El proyecto llamado de admisión justa y la forma que tuvo el Presidente de justificarlo muestran, como en un retrato fidedigno, la verdad ideológica de la derecha.
Una verdad que, sin embargo, ella se niega a defender de manera explícita.
Desde luego la idea de mérito que subyace al proyecto indica que para el sector que lo presenta, el mérito está dado por el resultado y no por el proceso. Si un niño -un niño de apenas 10 u 11 años- obtiene mejores notas que otro de su misma edad, entonces tiene mejor derecho que este a ser admitido en un liceo de excelencia, al margen de cuáles sean las circunstancias que han contribuido a ese resultado. En suma, la derecha llama mérito al resultado con prescindencia de los factores que lo produjeron.
Salta a la vista la función ideológica que cumple ese desplazamiento de significados. Él conduce a describir cualquier distribución actual de riqueza o de ventajas como meritoria. Al cerrar los ojos frente al proceso social con el que se configuran las trayectorias que conducen a los resultados, cualquier éxito presente resulta entonces ser en un sentido lato meritorio, un resultado del esfuerzo biográfico, un razonable premio a la voluntad de logro. Esta leve alteración del concepto de mérito (desde el proceso al mero resultado) cumple, como es obvio, una función legitimadora de las posiciones sociales actuales e impide emitir juicios acerca de las causas estructurales que condujeron a ellas.
Pero si lo anterior es ya una razón suficiente para discutir esa concepción del mérito, la justificación que se ha dado para el proyecto de admisión justa provee otra.
En efecto, si se tolera que esa idea de mérito inspire la admisión a las escuelas de mayor calidad, se estará enseñando a un niño que su lugar en la escala invisible del prestigio y del poder se debe a sí mismo y no a la historia, a su capacidad y no a ese lento sedimento político y social que poco a poco ha ido configurando el lugar que cada uno tiene en la sociedad. La sociedad aparecerá entonces así como la suma de trayectorias puramente individuales, un juego donde cada uno tiene el lugar que merece. Y la estructura social como una distribución de culpas y de premios. Pero ocurre que la democracia, la cultura democrática que es mucho más que una práctica electoral, no concibe así a las sociedades. La democracia -el esfuerzo de las sociedades por autogobernarse- se inspira en el propósito de corregir los dictados de la historia y de la naturaleza. Allí donde la historia o la naturaleza condenan a un niño a ser dominado cultural y socialmente, la democracia, a través del sistema escolar, se propone cambiar ese destino.

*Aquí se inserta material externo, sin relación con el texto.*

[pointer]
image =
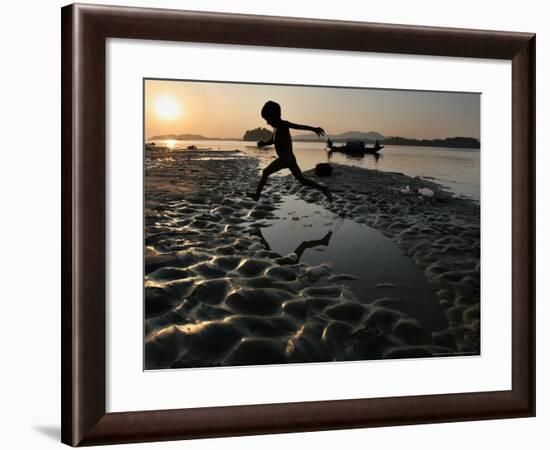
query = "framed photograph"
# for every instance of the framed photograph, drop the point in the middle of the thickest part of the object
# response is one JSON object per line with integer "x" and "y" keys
{"x": 279, "y": 224}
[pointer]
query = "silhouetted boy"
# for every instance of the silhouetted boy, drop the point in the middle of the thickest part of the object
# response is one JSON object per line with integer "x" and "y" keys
{"x": 271, "y": 112}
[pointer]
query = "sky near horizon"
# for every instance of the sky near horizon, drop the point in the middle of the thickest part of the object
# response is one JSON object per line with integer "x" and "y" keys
{"x": 217, "y": 109}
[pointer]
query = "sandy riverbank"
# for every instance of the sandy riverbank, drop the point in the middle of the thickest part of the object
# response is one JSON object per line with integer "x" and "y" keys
{"x": 215, "y": 295}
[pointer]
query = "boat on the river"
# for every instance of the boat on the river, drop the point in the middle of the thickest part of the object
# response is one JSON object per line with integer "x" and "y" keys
{"x": 354, "y": 147}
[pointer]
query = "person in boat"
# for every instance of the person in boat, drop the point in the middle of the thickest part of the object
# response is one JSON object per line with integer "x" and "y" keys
{"x": 271, "y": 112}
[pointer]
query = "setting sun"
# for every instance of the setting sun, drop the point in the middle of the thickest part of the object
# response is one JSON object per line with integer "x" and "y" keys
{"x": 167, "y": 108}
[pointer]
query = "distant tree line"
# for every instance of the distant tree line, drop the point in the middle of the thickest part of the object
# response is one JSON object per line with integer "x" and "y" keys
{"x": 455, "y": 142}
{"x": 257, "y": 134}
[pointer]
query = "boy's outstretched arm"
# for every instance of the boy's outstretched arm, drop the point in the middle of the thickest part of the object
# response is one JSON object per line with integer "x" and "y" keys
{"x": 296, "y": 126}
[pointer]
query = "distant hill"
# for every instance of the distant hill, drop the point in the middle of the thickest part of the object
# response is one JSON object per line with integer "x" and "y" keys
{"x": 372, "y": 136}
{"x": 263, "y": 134}
{"x": 454, "y": 142}
{"x": 257, "y": 134}
{"x": 189, "y": 137}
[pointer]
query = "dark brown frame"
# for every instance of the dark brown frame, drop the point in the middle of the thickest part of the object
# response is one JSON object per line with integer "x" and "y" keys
{"x": 85, "y": 29}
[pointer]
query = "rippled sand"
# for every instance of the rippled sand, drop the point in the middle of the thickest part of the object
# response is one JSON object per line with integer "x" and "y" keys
{"x": 215, "y": 295}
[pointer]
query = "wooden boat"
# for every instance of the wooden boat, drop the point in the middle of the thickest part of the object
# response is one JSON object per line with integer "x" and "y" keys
{"x": 354, "y": 147}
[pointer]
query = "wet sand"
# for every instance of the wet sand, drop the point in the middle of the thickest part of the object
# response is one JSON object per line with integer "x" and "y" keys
{"x": 216, "y": 295}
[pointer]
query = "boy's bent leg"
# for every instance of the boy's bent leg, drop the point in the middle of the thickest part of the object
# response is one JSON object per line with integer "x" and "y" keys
{"x": 272, "y": 167}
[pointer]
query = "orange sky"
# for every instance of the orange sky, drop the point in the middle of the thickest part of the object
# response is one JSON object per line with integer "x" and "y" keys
{"x": 229, "y": 109}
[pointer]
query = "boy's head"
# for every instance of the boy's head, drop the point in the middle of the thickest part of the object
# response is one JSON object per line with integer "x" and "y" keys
{"x": 271, "y": 112}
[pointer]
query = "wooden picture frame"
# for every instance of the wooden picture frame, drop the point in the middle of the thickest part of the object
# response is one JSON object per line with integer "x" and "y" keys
{"x": 85, "y": 29}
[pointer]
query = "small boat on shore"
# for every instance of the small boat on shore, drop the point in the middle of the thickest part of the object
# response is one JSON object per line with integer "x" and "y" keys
{"x": 354, "y": 147}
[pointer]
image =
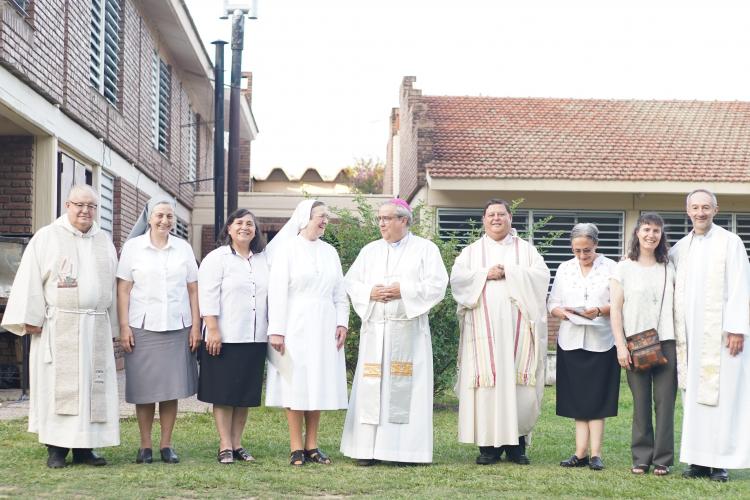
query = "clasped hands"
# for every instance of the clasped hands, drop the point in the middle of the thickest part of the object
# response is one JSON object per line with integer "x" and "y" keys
{"x": 382, "y": 293}
{"x": 496, "y": 272}
{"x": 277, "y": 341}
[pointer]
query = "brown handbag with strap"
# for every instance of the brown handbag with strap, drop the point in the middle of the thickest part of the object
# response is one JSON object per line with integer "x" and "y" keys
{"x": 645, "y": 347}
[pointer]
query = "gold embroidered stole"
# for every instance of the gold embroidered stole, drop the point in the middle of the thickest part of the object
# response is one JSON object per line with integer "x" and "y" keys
{"x": 713, "y": 302}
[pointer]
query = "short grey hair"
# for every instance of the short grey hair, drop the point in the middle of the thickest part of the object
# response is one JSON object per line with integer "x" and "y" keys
{"x": 585, "y": 230}
{"x": 401, "y": 212}
{"x": 83, "y": 189}
{"x": 152, "y": 206}
{"x": 714, "y": 201}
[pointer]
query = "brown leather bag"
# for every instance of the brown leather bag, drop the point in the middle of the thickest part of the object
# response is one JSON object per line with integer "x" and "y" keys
{"x": 645, "y": 347}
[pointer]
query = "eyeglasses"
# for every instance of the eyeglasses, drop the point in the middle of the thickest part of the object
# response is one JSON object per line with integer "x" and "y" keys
{"x": 387, "y": 218}
{"x": 81, "y": 206}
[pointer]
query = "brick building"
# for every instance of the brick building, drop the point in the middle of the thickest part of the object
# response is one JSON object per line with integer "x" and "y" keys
{"x": 571, "y": 160}
{"x": 114, "y": 93}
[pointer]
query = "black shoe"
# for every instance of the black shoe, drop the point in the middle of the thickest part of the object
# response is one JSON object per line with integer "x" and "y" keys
{"x": 168, "y": 456}
{"x": 574, "y": 461}
{"x": 145, "y": 456}
{"x": 56, "y": 457}
{"x": 488, "y": 455}
{"x": 88, "y": 457}
{"x": 720, "y": 475}
{"x": 517, "y": 453}
{"x": 696, "y": 471}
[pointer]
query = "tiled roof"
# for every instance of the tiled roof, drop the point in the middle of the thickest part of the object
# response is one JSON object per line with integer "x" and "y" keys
{"x": 484, "y": 137}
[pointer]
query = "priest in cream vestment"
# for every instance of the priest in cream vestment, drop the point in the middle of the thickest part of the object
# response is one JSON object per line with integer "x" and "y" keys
{"x": 63, "y": 296}
{"x": 500, "y": 285}
{"x": 393, "y": 284}
{"x": 712, "y": 321}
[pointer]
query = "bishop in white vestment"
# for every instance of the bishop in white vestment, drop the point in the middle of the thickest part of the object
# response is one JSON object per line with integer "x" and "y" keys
{"x": 500, "y": 285}
{"x": 712, "y": 321}
{"x": 393, "y": 284}
{"x": 63, "y": 295}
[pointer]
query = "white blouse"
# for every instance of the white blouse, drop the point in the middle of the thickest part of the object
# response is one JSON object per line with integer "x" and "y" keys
{"x": 159, "y": 298}
{"x": 572, "y": 289}
{"x": 642, "y": 289}
{"x": 236, "y": 290}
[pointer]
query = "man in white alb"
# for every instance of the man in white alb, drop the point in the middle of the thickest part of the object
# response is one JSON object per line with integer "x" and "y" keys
{"x": 500, "y": 285}
{"x": 712, "y": 318}
{"x": 393, "y": 284}
{"x": 63, "y": 296}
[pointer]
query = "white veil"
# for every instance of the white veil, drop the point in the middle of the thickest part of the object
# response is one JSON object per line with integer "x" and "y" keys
{"x": 291, "y": 229}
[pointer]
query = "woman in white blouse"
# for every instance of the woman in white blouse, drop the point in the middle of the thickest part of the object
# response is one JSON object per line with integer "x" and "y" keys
{"x": 642, "y": 292}
{"x": 157, "y": 302}
{"x": 233, "y": 290}
{"x": 588, "y": 377}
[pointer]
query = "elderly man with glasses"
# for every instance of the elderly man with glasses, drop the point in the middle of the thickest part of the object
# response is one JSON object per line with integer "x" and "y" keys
{"x": 63, "y": 296}
{"x": 393, "y": 284}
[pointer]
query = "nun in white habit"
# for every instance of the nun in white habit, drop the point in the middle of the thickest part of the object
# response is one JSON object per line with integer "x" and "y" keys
{"x": 308, "y": 316}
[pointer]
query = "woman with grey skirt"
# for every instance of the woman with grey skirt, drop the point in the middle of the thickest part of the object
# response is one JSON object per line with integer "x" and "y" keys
{"x": 157, "y": 304}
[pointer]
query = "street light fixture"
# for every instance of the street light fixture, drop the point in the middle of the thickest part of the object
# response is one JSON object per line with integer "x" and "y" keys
{"x": 238, "y": 10}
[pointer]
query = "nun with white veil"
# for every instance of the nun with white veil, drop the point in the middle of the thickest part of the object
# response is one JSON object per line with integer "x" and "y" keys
{"x": 308, "y": 315}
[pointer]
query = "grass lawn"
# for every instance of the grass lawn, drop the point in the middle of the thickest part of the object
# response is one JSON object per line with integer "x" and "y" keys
{"x": 453, "y": 474}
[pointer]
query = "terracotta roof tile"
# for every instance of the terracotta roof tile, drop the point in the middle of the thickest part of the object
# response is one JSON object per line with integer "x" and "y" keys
{"x": 485, "y": 137}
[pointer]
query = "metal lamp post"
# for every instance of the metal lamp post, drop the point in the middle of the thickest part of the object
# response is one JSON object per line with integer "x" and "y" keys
{"x": 238, "y": 10}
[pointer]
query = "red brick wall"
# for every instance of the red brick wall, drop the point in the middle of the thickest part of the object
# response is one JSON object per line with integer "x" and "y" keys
{"x": 128, "y": 204}
{"x": 415, "y": 136}
{"x": 16, "y": 167}
{"x": 50, "y": 51}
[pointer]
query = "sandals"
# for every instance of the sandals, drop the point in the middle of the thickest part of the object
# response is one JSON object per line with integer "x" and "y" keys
{"x": 661, "y": 470}
{"x": 317, "y": 456}
{"x": 639, "y": 470}
{"x": 242, "y": 455}
{"x": 297, "y": 458}
{"x": 225, "y": 457}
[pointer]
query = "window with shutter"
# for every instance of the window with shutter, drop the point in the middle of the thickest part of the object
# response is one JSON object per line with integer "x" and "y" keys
{"x": 161, "y": 85}
{"x": 105, "y": 47}
{"x": 107, "y": 203}
{"x": 21, "y": 5}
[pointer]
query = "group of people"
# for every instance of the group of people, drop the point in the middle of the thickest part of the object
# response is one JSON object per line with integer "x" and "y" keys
{"x": 285, "y": 305}
{"x": 696, "y": 297}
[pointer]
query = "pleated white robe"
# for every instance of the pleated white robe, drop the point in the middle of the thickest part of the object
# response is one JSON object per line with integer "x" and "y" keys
{"x": 418, "y": 267}
{"x": 499, "y": 415}
{"x": 716, "y": 436}
{"x": 306, "y": 302}
{"x": 32, "y": 301}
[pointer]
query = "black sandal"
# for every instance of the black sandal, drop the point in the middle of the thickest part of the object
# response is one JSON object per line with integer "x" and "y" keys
{"x": 317, "y": 456}
{"x": 297, "y": 456}
{"x": 243, "y": 455}
{"x": 225, "y": 457}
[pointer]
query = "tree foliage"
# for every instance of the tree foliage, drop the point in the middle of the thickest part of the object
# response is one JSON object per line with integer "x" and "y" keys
{"x": 365, "y": 176}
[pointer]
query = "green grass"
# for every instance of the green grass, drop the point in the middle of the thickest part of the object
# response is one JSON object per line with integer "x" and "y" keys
{"x": 453, "y": 474}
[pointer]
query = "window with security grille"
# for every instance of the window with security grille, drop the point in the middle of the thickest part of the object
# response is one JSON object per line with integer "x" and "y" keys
{"x": 677, "y": 225}
{"x": 459, "y": 223}
{"x": 105, "y": 47}
{"x": 161, "y": 85}
{"x": 180, "y": 229}
{"x": 107, "y": 203}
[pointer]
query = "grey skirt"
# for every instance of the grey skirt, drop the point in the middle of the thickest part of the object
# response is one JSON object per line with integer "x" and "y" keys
{"x": 161, "y": 367}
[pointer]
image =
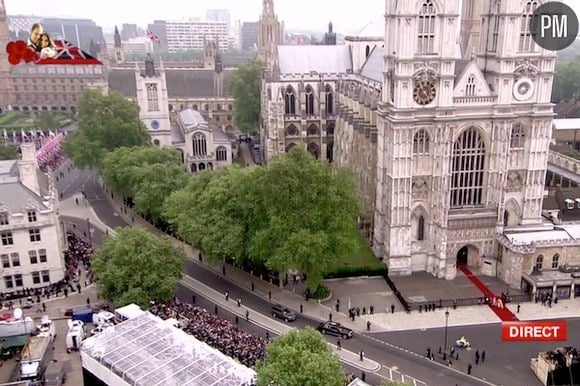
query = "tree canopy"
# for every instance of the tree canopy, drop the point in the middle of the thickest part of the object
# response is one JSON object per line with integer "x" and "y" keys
{"x": 245, "y": 83}
{"x": 300, "y": 358}
{"x": 146, "y": 174}
{"x": 8, "y": 152}
{"x": 137, "y": 267}
{"x": 106, "y": 122}
{"x": 295, "y": 214}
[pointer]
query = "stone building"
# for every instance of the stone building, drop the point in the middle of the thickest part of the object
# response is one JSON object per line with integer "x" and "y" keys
{"x": 30, "y": 228}
{"x": 449, "y": 142}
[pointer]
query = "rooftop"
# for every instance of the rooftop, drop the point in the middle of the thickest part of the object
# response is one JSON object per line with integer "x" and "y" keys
{"x": 148, "y": 351}
{"x": 319, "y": 59}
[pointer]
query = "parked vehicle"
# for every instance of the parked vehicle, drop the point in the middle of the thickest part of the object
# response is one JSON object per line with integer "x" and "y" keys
{"x": 336, "y": 329}
{"x": 54, "y": 374}
{"x": 279, "y": 311}
{"x": 34, "y": 357}
{"x": 75, "y": 335}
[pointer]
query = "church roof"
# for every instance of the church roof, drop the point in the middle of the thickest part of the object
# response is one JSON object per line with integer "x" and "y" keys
{"x": 320, "y": 59}
{"x": 181, "y": 82}
{"x": 374, "y": 65}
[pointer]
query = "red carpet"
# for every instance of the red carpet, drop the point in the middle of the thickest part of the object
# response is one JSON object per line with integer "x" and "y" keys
{"x": 503, "y": 313}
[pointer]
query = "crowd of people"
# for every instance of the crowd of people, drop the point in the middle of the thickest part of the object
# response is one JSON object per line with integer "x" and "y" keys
{"x": 78, "y": 253}
{"x": 216, "y": 332}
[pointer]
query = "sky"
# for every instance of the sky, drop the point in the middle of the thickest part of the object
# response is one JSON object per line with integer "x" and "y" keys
{"x": 296, "y": 14}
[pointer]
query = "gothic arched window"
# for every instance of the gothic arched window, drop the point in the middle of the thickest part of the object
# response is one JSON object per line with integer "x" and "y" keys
{"x": 309, "y": 100}
{"x": 329, "y": 99}
{"x": 470, "y": 86}
{"x": 468, "y": 169}
{"x": 527, "y": 43}
{"x": 539, "y": 262}
{"x": 555, "y": 261}
{"x": 421, "y": 228}
{"x": 199, "y": 145}
{"x": 221, "y": 154}
{"x": 421, "y": 142}
{"x": 518, "y": 137}
{"x": 426, "y": 28}
{"x": 290, "y": 101}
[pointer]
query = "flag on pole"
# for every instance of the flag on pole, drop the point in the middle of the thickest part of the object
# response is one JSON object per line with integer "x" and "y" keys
{"x": 152, "y": 36}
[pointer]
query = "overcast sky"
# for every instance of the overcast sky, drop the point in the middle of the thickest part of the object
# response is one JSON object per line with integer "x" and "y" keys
{"x": 296, "y": 14}
{"x": 348, "y": 16}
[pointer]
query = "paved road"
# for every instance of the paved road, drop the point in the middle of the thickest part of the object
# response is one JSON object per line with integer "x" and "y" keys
{"x": 506, "y": 363}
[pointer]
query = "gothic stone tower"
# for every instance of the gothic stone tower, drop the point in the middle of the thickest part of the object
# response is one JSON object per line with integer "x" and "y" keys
{"x": 153, "y": 102}
{"x": 6, "y": 90}
{"x": 270, "y": 35}
{"x": 462, "y": 148}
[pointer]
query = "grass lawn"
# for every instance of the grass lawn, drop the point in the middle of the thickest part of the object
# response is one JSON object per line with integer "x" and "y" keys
{"x": 362, "y": 256}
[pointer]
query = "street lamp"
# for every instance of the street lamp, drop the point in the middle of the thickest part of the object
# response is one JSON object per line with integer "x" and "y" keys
{"x": 446, "y": 324}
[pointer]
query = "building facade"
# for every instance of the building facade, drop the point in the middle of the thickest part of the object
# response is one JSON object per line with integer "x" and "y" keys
{"x": 30, "y": 229}
{"x": 449, "y": 142}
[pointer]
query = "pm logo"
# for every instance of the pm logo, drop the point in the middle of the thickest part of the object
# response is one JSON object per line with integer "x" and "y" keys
{"x": 554, "y": 26}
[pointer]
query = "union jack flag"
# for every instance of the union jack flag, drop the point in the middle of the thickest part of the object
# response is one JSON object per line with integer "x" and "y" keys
{"x": 67, "y": 53}
{"x": 152, "y": 36}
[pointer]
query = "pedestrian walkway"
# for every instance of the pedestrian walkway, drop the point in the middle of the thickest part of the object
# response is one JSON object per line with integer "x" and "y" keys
{"x": 499, "y": 309}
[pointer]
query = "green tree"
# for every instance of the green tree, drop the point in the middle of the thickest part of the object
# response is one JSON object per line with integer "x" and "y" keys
{"x": 311, "y": 209}
{"x": 106, "y": 122}
{"x": 137, "y": 267}
{"x": 217, "y": 211}
{"x": 121, "y": 167}
{"x": 245, "y": 83}
{"x": 300, "y": 358}
{"x": 157, "y": 182}
{"x": 8, "y": 152}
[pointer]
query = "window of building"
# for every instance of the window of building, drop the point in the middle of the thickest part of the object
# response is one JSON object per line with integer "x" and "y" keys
{"x": 426, "y": 28}
{"x": 555, "y": 261}
{"x": 421, "y": 228}
{"x": 539, "y": 262}
{"x": 199, "y": 144}
{"x": 518, "y": 138}
{"x": 42, "y": 255}
{"x": 221, "y": 154}
{"x": 33, "y": 257}
{"x": 421, "y": 142}
{"x": 470, "y": 86}
{"x": 329, "y": 99}
{"x": 15, "y": 257}
{"x": 290, "y": 101}
{"x": 34, "y": 235}
{"x": 152, "y": 97}
{"x": 309, "y": 100}
{"x": 7, "y": 238}
{"x": 4, "y": 219}
{"x": 468, "y": 169}
{"x": 5, "y": 260}
{"x": 527, "y": 43}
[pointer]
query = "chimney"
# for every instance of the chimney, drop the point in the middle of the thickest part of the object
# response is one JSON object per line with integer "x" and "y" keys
{"x": 28, "y": 167}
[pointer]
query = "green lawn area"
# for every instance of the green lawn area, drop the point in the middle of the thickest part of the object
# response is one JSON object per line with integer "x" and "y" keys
{"x": 362, "y": 257}
{"x": 16, "y": 120}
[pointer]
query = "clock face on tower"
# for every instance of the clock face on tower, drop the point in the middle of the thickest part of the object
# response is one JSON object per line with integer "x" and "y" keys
{"x": 424, "y": 92}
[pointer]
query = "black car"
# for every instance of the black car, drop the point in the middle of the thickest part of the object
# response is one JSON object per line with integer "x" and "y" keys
{"x": 279, "y": 311}
{"x": 336, "y": 329}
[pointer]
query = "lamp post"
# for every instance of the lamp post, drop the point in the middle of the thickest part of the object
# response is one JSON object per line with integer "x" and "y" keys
{"x": 446, "y": 324}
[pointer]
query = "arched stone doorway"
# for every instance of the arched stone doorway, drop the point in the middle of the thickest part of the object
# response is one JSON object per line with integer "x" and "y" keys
{"x": 468, "y": 255}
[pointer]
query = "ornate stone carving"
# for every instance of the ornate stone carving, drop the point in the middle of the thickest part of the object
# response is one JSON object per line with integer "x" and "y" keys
{"x": 421, "y": 187}
{"x": 514, "y": 181}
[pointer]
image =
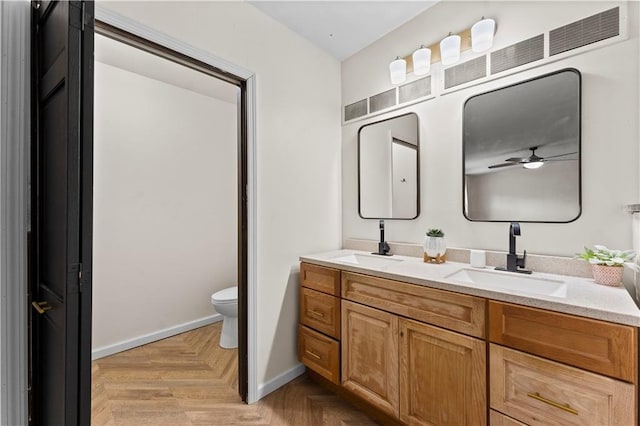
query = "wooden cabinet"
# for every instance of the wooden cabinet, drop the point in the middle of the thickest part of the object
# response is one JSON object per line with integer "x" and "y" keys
{"x": 320, "y": 311}
{"x": 499, "y": 419}
{"x": 442, "y": 376}
{"x": 320, "y": 278}
{"x": 598, "y": 346}
{"x": 542, "y": 392}
{"x": 319, "y": 329}
{"x": 370, "y": 355}
{"x": 423, "y": 374}
{"x": 320, "y": 353}
{"x": 423, "y": 356}
{"x": 453, "y": 311}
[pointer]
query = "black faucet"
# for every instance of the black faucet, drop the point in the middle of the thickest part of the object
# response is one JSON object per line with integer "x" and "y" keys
{"x": 513, "y": 260}
{"x": 383, "y": 247}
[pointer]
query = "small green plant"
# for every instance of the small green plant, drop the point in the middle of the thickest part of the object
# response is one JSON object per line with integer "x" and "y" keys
{"x": 600, "y": 255}
{"x": 435, "y": 232}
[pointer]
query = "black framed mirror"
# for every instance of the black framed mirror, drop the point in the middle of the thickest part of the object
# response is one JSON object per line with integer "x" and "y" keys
{"x": 388, "y": 169}
{"x": 521, "y": 151}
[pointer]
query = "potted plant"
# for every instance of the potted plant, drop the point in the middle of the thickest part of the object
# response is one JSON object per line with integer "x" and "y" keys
{"x": 607, "y": 265}
{"x": 435, "y": 248}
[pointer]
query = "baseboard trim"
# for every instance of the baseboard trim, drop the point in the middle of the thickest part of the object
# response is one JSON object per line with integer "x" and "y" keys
{"x": 155, "y": 336}
{"x": 266, "y": 388}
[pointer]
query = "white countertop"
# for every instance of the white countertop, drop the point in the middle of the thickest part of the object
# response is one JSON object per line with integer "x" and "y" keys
{"x": 583, "y": 296}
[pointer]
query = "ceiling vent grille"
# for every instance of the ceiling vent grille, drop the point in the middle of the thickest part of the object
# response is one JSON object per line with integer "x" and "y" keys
{"x": 355, "y": 110}
{"x": 465, "y": 72}
{"x": 414, "y": 90}
{"x": 585, "y": 31}
{"x": 521, "y": 53}
{"x": 382, "y": 100}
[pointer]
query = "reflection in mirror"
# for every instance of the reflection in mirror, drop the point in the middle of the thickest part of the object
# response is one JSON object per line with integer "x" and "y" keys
{"x": 521, "y": 148}
{"x": 388, "y": 153}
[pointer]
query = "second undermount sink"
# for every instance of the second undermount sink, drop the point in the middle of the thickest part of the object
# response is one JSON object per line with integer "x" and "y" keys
{"x": 371, "y": 260}
{"x": 510, "y": 281}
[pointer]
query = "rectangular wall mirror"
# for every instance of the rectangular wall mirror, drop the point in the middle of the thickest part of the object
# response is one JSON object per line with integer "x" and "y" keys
{"x": 388, "y": 171}
{"x": 521, "y": 151}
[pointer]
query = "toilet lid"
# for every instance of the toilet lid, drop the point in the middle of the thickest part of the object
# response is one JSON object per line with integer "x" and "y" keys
{"x": 227, "y": 295}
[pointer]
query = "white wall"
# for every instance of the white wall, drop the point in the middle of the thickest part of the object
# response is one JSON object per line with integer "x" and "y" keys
{"x": 165, "y": 209}
{"x": 298, "y": 149}
{"x": 609, "y": 129}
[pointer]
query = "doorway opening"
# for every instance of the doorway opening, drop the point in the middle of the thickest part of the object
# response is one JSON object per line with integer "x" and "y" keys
{"x": 191, "y": 192}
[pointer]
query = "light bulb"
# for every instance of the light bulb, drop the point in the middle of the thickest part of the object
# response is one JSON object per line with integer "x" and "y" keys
{"x": 482, "y": 35}
{"x": 398, "y": 70}
{"x": 421, "y": 61}
{"x": 533, "y": 165}
{"x": 450, "y": 49}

Por eso, porque la democracia niega a la naturaleza y a la historia el derecho a asignar el lugar que a cada uno le cabe, a la política democrática le interesa discutir de la justicia entendida -según la vieja fórmula de Ulpiano que vale la pena repetir- como dar a cada uno lo suyo, lo que se debe a sí mismo y no lo que simplemente le tocó en suerte, en la lotería natural o como resultado de su historia social.
Por supuesto ese esfuerzo que la democracia realiza es un ideal aspiracional que cada cierto tiempo tropieza y encuentra resistencias, pero que la sociedad no debe nunca abandonar.
Mirar el subsuelo que configura poco a poco las posiciones sociales es algo, sin embargo, a lo que la derecha, inevitablemente se resiste. Y se resiste porque ella cree que es la posición actual, las posesiones alcanzadas, con prescindencia de la trayectoria y la suerte que a cada uno le tocó, lo que configura el mérito.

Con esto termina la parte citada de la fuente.